As a research community, we talk about things like sensor power, sensor performance, and so on. We see neatly crafted Smart Cities diagrams, and we talk about how clever they are. Then we go out into the field, into the cities, and find that those linear steps of A, B, C and D have unraveled into a tangled web of dynamic relationships. We find integration and business processes to be just as challenging as technology. And we find ourselves asking, “How can we align all the stakeholders to come together and achieve a sense of collective responsibility and common purpose?”
A survey by The Climate Group provides insight on what those challenges are, and many of these themes were brought up during the Summit. In this survey, 50 cities were asked about issues related to Smart City projects, and findings include:
- Procurement processes are not designed for quick update of ‘new’ solutions (44 percent).
- Finance itself, or the fact that it is difficult to get priority around the limited funding options available (64 percent).
- Pilots require funding and that funding is difficult to obtain (64 percent).
- Partnerships with the private sector are required but difficult to manage (16 percent).

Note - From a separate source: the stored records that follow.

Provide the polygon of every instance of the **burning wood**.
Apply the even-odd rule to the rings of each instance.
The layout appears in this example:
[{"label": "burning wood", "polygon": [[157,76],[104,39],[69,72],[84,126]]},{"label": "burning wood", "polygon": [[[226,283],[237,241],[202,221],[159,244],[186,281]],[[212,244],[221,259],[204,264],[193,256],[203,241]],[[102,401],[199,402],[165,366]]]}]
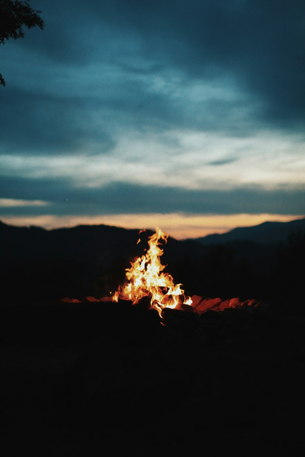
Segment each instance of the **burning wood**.
[{"label": "burning wood", "polygon": [[166,243],[168,237],[168,235],[156,228],[155,233],[148,239],[149,248],[146,254],[135,259],[130,262],[130,268],[126,268],[127,282],[124,286],[119,287],[113,296],[114,301],[121,298],[131,300],[135,304],[144,297],[149,297],[150,308],[156,309],[160,315],[165,308],[192,305],[190,297],[186,298],[184,291],[180,287],[182,284],[175,285],[172,276],[163,272],[166,266],[160,260],[163,250],[159,240]]}]

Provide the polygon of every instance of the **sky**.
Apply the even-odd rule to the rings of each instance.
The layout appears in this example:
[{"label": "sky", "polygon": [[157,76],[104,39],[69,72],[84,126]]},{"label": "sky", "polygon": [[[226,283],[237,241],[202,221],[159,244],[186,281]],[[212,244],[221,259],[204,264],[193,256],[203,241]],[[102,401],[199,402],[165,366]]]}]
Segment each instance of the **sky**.
[{"label": "sky", "polygon": [[35,0],[0,44],[0,219],[181,239],[305,216],[304,0]]}]

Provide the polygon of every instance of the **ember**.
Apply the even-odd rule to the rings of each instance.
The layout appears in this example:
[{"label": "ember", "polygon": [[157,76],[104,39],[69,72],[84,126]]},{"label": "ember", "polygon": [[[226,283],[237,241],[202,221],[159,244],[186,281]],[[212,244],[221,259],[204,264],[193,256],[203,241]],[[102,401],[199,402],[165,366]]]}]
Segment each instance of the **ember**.
[{"label": "ember", "polygon": [[150,299],[150,307],[156,309],[160,315],[164,308],[192,304],[190,298],[186,298],[184,291],[180,288],[182,284],[175,285],[171,275],[163,272],[166,266],[160,261],[163,250],[159,240],[166,243],[168,237],[168,235],[156,228],[155,233],[148,239],[149,249],[146,254],[135,259],[130,262],[130,268],[126,268],[128,281],[124,286],[119,286],[113,296],[114,301],[121,298],[131,300],[135,304],[147,297]]}]

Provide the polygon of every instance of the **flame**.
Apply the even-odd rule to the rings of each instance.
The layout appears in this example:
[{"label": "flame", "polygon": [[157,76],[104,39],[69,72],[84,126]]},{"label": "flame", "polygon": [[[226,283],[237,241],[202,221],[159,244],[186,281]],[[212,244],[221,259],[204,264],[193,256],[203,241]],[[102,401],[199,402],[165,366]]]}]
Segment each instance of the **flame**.
[{"label": "flame", "polygon": [[131,300],[135,304],[148,297],[151,299],[150,308],[156,309],[160,315],[165,308],[175,308],[182,303],[191,305],[190,298],[186,298],[184,291],[180,288],[182,284],[175,285],[172,276],[163,272],[166,266],[160,261],[163,250],[159,241],[162,239],[166,243],[168,237],[167,234],[156,228],[155,233],[149,237],[149,248],[146,254],[136,258],[130,262],[130,268],[126,268],[127,282],[124,286],[119,286],[113,295],[113,301],[120,298]]}]

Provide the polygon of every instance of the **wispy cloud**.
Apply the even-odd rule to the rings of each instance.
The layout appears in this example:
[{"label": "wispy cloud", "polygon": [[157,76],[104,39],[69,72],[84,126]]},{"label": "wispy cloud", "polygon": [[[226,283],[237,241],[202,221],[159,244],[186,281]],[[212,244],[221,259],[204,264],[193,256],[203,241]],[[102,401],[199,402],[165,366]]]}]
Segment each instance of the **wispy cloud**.
[{"label": "wispy cloud", "polygon": [[0,207],[9,208],[20,207],[48,206],[50,204],[48,202],[43,200],[16,200],[14,198],[0,198]]}]

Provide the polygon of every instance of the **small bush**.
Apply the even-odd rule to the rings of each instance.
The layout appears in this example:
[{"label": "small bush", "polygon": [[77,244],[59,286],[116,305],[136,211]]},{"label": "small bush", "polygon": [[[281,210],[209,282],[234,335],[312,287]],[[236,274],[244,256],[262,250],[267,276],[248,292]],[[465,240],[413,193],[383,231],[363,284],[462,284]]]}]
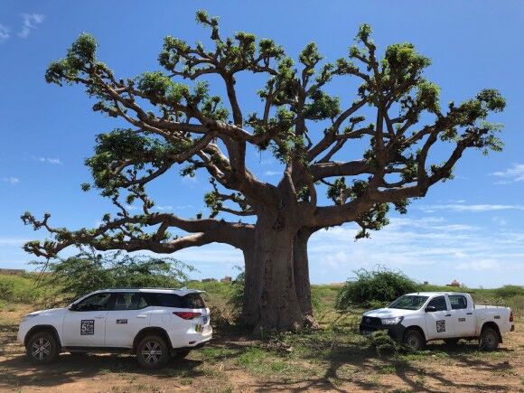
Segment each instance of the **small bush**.
[{"label": "small bush", "polygon": [[495,294],[502,298],[522,296],[524,295],[524,286],[520,285],[504,285],[495,289]]},{"label": "small bush", "polygon": [[12,281],[0,281],[0,300],[9,301],[14,297],[14,284]]},{"label": "small bush", "polygon": [[356,279],[348,280],[338,293],[338,309],[384,306],[402,295],[417,290],[416,283],[400,271],[379,267],[372,271],[360,269],[354,273]]}]

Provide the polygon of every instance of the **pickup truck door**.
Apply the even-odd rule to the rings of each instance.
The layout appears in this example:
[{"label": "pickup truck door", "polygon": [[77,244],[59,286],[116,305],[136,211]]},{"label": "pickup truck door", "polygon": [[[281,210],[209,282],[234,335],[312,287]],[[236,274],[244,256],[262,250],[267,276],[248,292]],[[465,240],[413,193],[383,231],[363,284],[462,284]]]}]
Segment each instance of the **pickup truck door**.
[{"label": "pickup truck door", "polygon": [[149,326],[154,307],[148,306],[139,292],[117,292],[114,296],[106,322],[106,346],[132,348],[136,333]]},{"label": "pickup truck door", "polygon": [[106,316],[111,294],[99,293],[70,308],[62,323],[64,347],[101,347],[106,339]]},{"label": "pickup truck door", "polygon": [[438,295],[429,301],[426,307],[435,307],[435,311],[424,313],[426,340],[438,340],[454,337],[454,326],[451,312],[444,295]]},{"label": "pickup truck door", "polygon": [[471,299],[463,295],[449,295],[454,337],[475,335],[475,312]]}]

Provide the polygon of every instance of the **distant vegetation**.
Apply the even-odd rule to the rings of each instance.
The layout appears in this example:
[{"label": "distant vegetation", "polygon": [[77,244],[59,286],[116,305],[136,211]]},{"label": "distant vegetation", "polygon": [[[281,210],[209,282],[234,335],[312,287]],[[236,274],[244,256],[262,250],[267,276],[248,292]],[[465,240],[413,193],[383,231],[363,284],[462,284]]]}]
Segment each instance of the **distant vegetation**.
[{"label": "distant vegetation", "polygon": [[360,269],[356,277],[341,288],[336,307],[383,307],[398,296],[418,290],[417,284],[400,271],[378,267],[376,270]]},{"label": "distant vegetation", "polygon": [[[164,286],[188,287],[205,291],[213,323],[233,325],[238,322],[243,296],[243,274],[233,283],[187,281],[192,267],[169,258],[122,257],[118,254],[92,259],[81,254],[49,267],[50,274],[37,283],[38,274],[0,275],[0,308],[13,303],[35,304],[35,308],[63,304],[71,298],[107,287]],[[312,285],[312,298],[317,318],[343,315],[345,310],[359,311],[382,307],[400,295],[416,291],[464,291],[477,304],[510,306],[518,316],[524,315],[524,287],[504,285],[496,289],[477,289],[420,285],[398,271],[379,267],[359,270],[344,285]]]}]

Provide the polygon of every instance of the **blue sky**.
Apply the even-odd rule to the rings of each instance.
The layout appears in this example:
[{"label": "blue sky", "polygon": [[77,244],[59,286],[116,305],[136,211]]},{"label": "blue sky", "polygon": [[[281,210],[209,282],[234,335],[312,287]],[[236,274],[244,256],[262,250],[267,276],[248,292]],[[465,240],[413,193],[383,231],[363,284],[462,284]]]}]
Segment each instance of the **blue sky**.
[{"label": "blue sky", "polygon": [[[219,4],[220,3],[220,4]],[[120,3],[122,4],[122,3]],[[81,32],[99,42],[99,58],[123,77],[160,67],[164,36],[205,41],[194,22],[205,8],[220,15],[221,31],[248,31],[271,37],[288,54],[314,41],[328,61],[345,56],[361,23],[374,30],[380,48],[412,42],[434,64],[427,77],[442,87],[442,102],[459,102],[483,88],[506,97],[506,111],[493,117],[505,124],[503,153],[464,155],[455,179],[435,186],[412,203],[406,216],[370,239],[355,242],[348,224],[317,233],[310,242],[313,283],[340,282],[359,267],[377,264],[402,269],[435,284],[458,279],[471,286],[524,284],[524,4],[498,2],[126,2],[3,1],[0,4],[0,267],[27,267],[23,241],[44,234],[23,226],[31,211],[52,214],[54,225],[92,227],[110,203],[97,192],[82,192],[89,181],[83,161],[95,136],[118,125],[91,112],[79,87],[47,85],[43,73],[62,57]],[[246,107],[258,105],[252,80],[239,80]],[[217,91],[220,92],[220,88]],[[333,88],[344,99],[354,89]],[[247,110],[246,110],[247,111]],[[278,165],[267,154],[250,164],[267,181],[276,182]],[[182,216],[203,211],[207,177],[181,180],[176,172],[151,187],[158,209]],[[67,255],[64,254],[64,256]],[[173,257],[193,264],[195,277],[235,273],[241,254],[222,245],[190,248]]]}]

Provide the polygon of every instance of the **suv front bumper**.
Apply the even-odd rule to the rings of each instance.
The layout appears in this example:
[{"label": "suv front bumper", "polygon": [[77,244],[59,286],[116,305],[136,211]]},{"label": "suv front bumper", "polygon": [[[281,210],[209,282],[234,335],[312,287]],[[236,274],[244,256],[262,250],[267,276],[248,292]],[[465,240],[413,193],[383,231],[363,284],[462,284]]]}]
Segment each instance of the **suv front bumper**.
[{"label": "suv front bumper", "polygon": [[393,340],[402,342],[404,332],[406,332],[406,326],[404,326],[402,323],[380,325],[360,323],[359,325],[359,331],[360,332],[360,334],[364,335],[369,335],[373,332],[384,330],[388,331],[389,337],[391,337]]}]

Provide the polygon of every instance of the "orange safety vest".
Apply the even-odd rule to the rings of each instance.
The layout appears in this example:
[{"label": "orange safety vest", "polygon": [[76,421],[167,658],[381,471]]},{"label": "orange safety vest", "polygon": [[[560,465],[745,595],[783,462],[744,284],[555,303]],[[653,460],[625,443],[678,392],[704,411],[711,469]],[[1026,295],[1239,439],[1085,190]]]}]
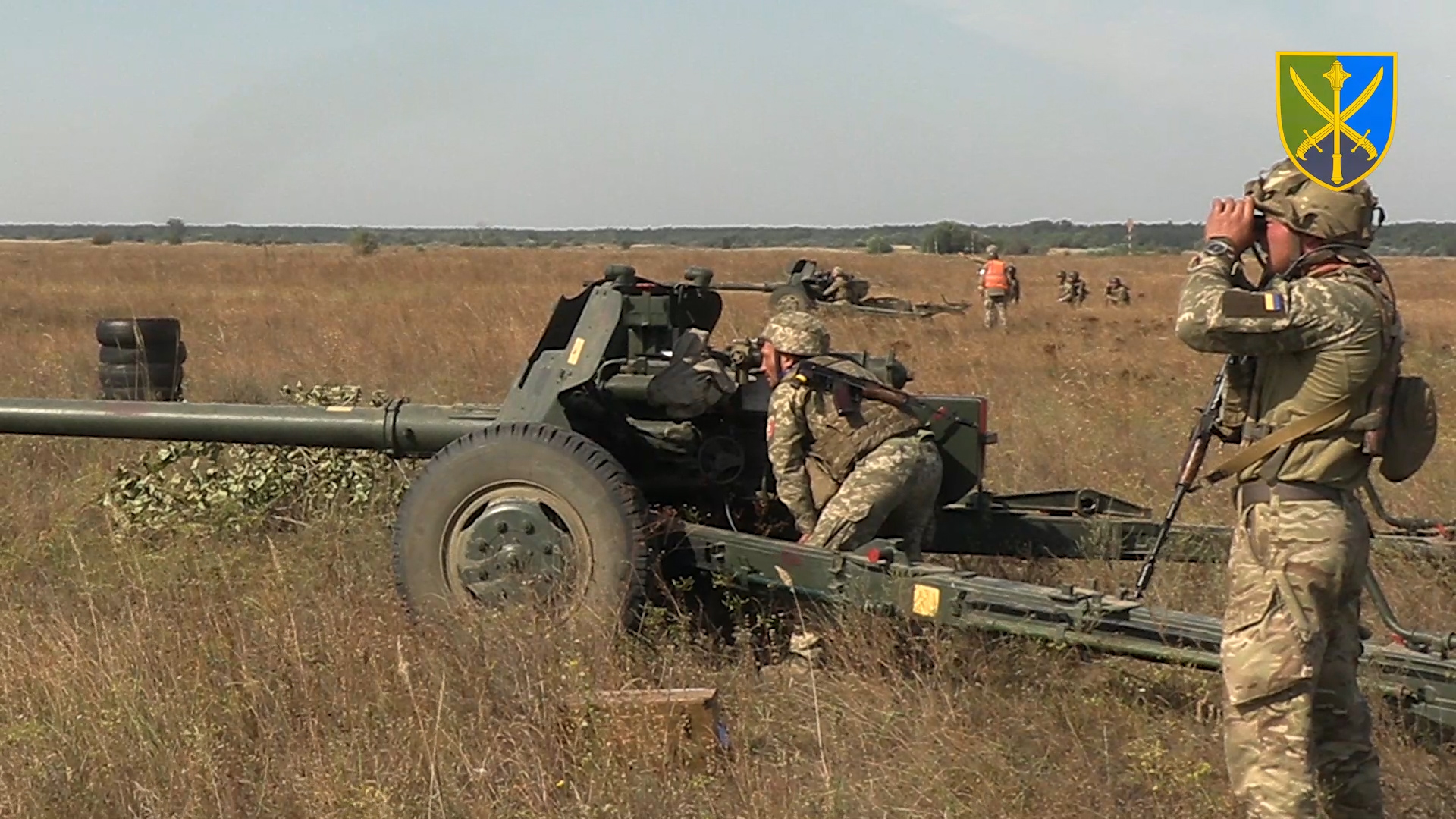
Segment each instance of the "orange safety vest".
[{"label": "orange safety vest", "polygon": [[981,278],[981,287],[987,290],[1010,290],[1010,278],[1006,275],[1006,262],[1000,259],[990,259],[986,262],[986,275]]}]

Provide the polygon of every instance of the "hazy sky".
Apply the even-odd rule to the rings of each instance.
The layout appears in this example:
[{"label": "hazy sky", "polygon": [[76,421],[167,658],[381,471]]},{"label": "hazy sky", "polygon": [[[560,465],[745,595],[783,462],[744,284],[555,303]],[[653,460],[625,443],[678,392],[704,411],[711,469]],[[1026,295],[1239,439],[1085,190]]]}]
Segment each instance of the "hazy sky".
[{"label": "hazy sky", "polygon": [[1201,220],[1275,51],[1398,51],[1393,222],[1456,219],[1456,4],[0,0],[0,222]]}]

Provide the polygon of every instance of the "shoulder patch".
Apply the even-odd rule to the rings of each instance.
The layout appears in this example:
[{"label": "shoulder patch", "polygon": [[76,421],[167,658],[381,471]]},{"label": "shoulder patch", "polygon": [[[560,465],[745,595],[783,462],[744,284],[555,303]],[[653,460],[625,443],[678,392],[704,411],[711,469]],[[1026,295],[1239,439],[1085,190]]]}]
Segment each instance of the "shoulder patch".
[{"label": "shoulder patch", "polygon": [[1289,315],[1289,300],[1283,293],[1226,290],[1222,307],[1223,315],[1230,319],[1262,319]]}]

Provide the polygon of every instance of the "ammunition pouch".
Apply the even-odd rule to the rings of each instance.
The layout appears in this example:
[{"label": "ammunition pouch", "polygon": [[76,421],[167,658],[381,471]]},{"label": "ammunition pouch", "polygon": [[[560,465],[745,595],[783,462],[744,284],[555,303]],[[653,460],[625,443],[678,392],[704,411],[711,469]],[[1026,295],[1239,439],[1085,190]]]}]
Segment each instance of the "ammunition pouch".
[{"label": "ammunition pouch", "polygon": [[1369,410],[1350,428],[1364,433],[1361,452],[1380,459],[1380,477],[1398,484],[1418,472],[1436,447],[1436,392],[1425,379],[1401,373],[1405,328],[1395,299],[1376,287],[1377,280],[1364,275],[1356,280],[1380,305],[1385,357],[1370,391]]},{"label": "ammunition pouch", "polygon": [[812,455],[804,459],[805,472],[810,474],[810,500],[814,509],[823,510],[828,498],[839,493],[839,481],[828,475],[828,468]]},{"label": "ammunition pouch", "polygon": [[1223,407],[1219,415],[1219,426],[1229,431],[1239,433],[1242,440],[1249,437],[1249,411],[1254,408],[1254,358],[1238,358],[1230,361],[1224,375]]}]

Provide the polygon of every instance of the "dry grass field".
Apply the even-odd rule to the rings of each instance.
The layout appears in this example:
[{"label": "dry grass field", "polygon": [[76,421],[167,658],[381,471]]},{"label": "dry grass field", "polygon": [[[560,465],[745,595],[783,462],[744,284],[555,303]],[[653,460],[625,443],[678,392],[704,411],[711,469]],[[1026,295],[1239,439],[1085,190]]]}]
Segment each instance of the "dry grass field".
[{"label": "dry grass field", "polygon": [[[192,401],[357,383],[419,402],[496,401],[559,294],[614,261],[767,281],[794,251],[386,249],[0,243],[0,395],[95,393],[93,324],[175,315]],[[974,265],[820,252],[917,300],[974,296]],[[894,348],[913,389],[990,398],[990,488],[1096,487],[1162,510],[1219,364],[1172,337],[1184,259],[1016,259],[1009,332],[978,310],[830,318],[837,348]],[[1054,303],[1076,267],[1088,306]],[[1456,395],[1456,262],[1393,259],[1411,369]],[[1134,305],[1101,305],[1111,274]],[[764,296],[725,294],[715,340],[754,335]],[[1388,490],[1456,513],[1456,450]],[[140,442],[0,437],[0,816],[1233,816],[1216,678],[978,635],[917,638],[852,618],[814,685],[665,630],[603,646],[526,622],[411,625],[386,503],[290,526],[135,538],[98,497]],[[1223,522],[1226,494],[1188,520]],[[1452,564],[1380,554],[1412,624],[1456,627]],[[986,561],[1013,577],[1128,581],[1136,567]],[[1217,567],[1168,565],[1165,605],[1217,612]],[[1367,618],[1374,622],[1373,615]],[[1377,624],[1376,624],[1377,625]],[[913,654],[911,663],[909,654]],[[706,772],[579,730],[588,688],[718,686],[735,752]],[[1380,713],[1390,816],[1456,816],[1450,749]]]}]

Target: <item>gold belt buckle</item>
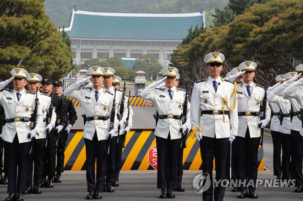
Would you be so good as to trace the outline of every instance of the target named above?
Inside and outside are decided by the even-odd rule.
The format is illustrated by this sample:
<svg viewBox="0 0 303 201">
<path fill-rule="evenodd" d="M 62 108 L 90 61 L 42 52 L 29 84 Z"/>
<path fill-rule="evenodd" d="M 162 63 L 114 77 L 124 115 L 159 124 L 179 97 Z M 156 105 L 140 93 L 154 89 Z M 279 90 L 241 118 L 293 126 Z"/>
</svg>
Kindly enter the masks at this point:
<svg viewBox="0 0 303 201">
<path fill-rule="evenodd" d="M 250 116 L 251 115 L 251 113 L 250 112 L 246 112 L 245 113 L 245 116 Z"/>
</svg>

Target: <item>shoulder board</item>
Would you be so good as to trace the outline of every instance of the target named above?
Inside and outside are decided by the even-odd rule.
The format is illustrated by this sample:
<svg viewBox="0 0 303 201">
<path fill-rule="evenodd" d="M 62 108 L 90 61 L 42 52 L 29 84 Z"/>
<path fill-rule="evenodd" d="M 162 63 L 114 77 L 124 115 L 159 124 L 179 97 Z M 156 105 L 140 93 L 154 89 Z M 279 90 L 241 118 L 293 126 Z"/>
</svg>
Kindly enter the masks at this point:
<svg viewBox="0 0 303 201">
<path fill-rule="evenodd" d="M 6 90 L 7 91 L 10 91 L 11 92 L 13 92 L 13 90 L 12 89 L 7 89 L 7 88 L 5 88 L 5 89 L 3 89 L 3 90 Z"/>
<path fill-rule="evenodd" d="M 36 94 L 35 93 L 33 92 L 32 92 L 30 91 L 26 91 L 29 94 Z"/>
<path fill-rule="evenodd" d="M 112 94 L 111 92 L 109 92 L 109 91 L 105 91 L 105 93 L 108 93 L 109 94 L 110 94 L 111 95 L 112 95 L 113 96 L 114 95 L 114 94 Z"/>
<path fill-rule="evenodd" d="M 177 88 L 178 89 L 178 90 L 180 90 L 180 91 L 185 91 L 185 92 L 186 91 L 186 90 L 184 90 L 184 89 L 180 89 L 180 88 Z"/>
<path fill-rule="evenodd" d="M 199 83 L 199 82 L 204 82 L 206 80 L 205 78 L 202 78 L 200 80 L 198 80 L 196 82 L 196 83 Z"/>
<path fill-rule="evenodd" d="M 261 86 L 260 85 L 258 85 L 258 84 L 255 84 L 255 86 L 257 86 L 259 87 L 261 87 L 261 88 L 263 88 L 263 89 L 265 89 L 265 88 L 262 86 Z"/>
<path fill-rule="evenodd" d="M 41 93 L 41 92 L 40 92 L 40 93 Z M 45 94 L 44 93 L 42 93 L 42 94 L 44 95 L 45 96 L 48 96 L 48 97 L 51 97 L 49 95 L 47 95 L 46 94 Z"/>
</svg>

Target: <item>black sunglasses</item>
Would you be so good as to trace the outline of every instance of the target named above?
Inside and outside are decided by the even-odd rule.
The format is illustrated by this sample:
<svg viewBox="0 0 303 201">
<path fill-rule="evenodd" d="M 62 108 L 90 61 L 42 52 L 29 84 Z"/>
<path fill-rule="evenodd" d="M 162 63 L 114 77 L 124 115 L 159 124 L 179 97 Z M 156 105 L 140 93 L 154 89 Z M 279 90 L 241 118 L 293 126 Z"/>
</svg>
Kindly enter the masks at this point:
<svg viewBox="0 0 303 201">
<path fill-rule="evenodd" d="M 222 65 L 222 64 L 219 62 L 212 62 L 210 63 L 209 64 L 209 65 L 212 67 L 215 67 L 215 66 L 217 67 L 220 67 Z"/>
</svg>

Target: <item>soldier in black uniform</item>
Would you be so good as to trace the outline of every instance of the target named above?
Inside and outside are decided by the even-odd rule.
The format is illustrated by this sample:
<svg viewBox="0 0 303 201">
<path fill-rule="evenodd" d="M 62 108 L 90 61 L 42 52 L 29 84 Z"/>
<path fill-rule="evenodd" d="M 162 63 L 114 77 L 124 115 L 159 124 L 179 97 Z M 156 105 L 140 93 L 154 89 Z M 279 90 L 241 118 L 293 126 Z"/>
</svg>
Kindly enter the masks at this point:
<svg viewBox="0 0 303 201">
<path fill-rule="evenodd" d="M 63 95 L 62 94 L 63 90 L 62 82 L 60 80 L 55 80 L 53 82 L 53 85 L 54 85 L 54 93 L 61 97 Z M 57 165 L 55 169 L 57 173 L 54 181 L 55 183 L 62 182 L 61 179 L 61 173 L 64 171 L 64 151 L 65 150 L 65 142 L 67 140 L 67 134 L 69 132 L 71 129 L 78 118 L 77 112 L 72 101 L 67 98 L 66 96 L 64 97 L 63 100 L 64 111 L 68 113 L 67 115 L 67 116 L 69 117 L 68 118 L 68 123 L 67 123 L 66 126 L 62 129 L 59 136 L 59 141 L 57 150 Z"/>
</svg>

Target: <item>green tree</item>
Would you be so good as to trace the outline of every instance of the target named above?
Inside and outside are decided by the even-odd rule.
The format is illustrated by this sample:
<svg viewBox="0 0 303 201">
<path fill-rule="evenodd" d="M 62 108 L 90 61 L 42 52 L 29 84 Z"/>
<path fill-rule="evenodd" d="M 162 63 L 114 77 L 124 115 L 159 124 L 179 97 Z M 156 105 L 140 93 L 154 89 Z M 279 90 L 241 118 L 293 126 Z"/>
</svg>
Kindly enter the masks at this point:
<svg viewBox="0 0 303 201">
<path fill-rule="evenodd" d="M 72 57 L 61 35 L 49 20 L 38 0 L 2 0 L 0 3 L 0 76 L 12 69 L 53 79 L 65 76 Z"/>
</svg>

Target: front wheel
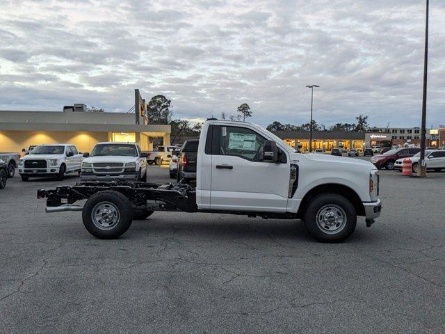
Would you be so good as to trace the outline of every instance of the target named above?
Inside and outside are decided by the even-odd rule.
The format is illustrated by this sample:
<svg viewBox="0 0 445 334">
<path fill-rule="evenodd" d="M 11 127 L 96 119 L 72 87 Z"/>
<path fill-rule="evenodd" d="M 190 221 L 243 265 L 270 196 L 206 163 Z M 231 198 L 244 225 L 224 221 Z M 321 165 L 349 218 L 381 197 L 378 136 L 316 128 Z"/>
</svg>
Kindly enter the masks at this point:
<svg viewBox="0 0 445 334">
<path fill-rule="evenodd" d="M 388 161 L 385 164 L 385 168 L 388 170 L 394 169 L 394 161 Z"/>
<path fill-rule="evenodd" d="M 8 165 L 8 177 L 14 177 L 15 166 L 13 164 Z"/>
<path fill-rule="evenodd" d="M 88 198 L 82 210 L 82 221 L 97 238 L 115 239 L 129 228 L 133 214 L 133 206 L 125 196 L 108 190 Z"/>
<path fill-rule="evenodd" d="M 303 216 L 307 231 L 318 241 L 338 242 L 353 234 L 357 212 L 346 198 L 335 193 L 316 196 Z"/>
<path fill-rule="evenodd" d="M 0 169 L 0 189 L 3 189 L 6 186 L 6 180 L 8 180 L 8 172 L 4 169 Z"/>
</svg>

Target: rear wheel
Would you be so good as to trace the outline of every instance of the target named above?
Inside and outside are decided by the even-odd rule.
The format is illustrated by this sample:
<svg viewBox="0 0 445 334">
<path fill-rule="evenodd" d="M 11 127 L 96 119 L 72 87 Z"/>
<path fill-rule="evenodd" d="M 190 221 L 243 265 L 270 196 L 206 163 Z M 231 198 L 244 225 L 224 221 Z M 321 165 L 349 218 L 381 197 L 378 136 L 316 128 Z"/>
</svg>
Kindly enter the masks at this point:
<svg viewBox="0 0 445 334">
<path fill-rule="evenodd" d="M 318 241 L 338 242 L 355 230 L 357 212 L 346 198 L 325 193 L 311 199 L 303 219 L 307 231 Z"/>
<path fill-rule="evenodd" d="M 8 177 L 14 177 L 15 174 L 15 166 L 13 164 L 8 165 Z"/>
<path fill-rule="evenodd" d="M 385 168 L 388 170 L 394 169 L 394 161 L 389 161 L 385 164 Z"/>
<path fill-rule="evenodd" d="M 153 214 L 153 210 L 142 210 L 140 209 L 133 209 L 133 220 L 134 221 L 142 221 L 145 219 Z"/>
<path fill-rule="evenodd" d="M 0 169 L 0 189 L 3 189 L 6 186 L 6 180 L 8 180 L 8 172 L 4 169 Z"/>
<path fill-rule="evenodd" d="M 133 206 L 118 191 L 100 191 L 86 201 L 82 220 L 87 230 L 99 239 L 118 238 L 129 228 L 133 221 Z"/>
</svg>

- City systems don’t ‘talk’ to one another, a problem of data sharing (32 percent).
- Many technologies or systems lack a credible business model to sustain them (30 percent).
- Too great a focus on the short-term benefits instead of long-term sustainability (26 percent).
- Relevant city operators are not aware of the full benefits (22 percent).
- Unable to create a strong value case for the investment using existing data (14 percent).
People and Politics
- The solution requires multiple departments to align (74 percent).
- Progress is slowed by elections or other political cycle challenges (38 percent).
- Departments or employees resist the implementation of disruptive systems (34 percent).
- There is too much risk for politicians to be the first movers to test new technology (10 percent).
As we look at specific Smart Cities projects in Ireland, we do see these problems occurring. For example, the Dublin Docklands project involves providing new commercial tenants for the Docklands area, and the questions that have surfaced include who will cover the costs, how will revenue be generated, who will receive the revenue, and what is the stakeholder value chain? We also see mismatches in expectations, including expectations about timelines, the length of time needed to go from pilot to fully-scaled solution, and collaboration intentions.
One recent activity that holds a lot of promise in exploring and making progress on these challenges is the Irish Smart Cities Forum. The intent is to get each of the cities in Ireland to share their experiences, to collaborate, and to identify challenges so all Irish cities can move forward in their Smart Cities endeavors without reinventing the wheel or running into mistakes that have been made elsewhere.
These are things we also have to think about as a research community. We are in denial mode if we think that these problems have been solved, or that the issues we face are purely related to the technology itself. By reframing the problems surrounding Smart Cities, we can address practical issues and make better progress during implementation.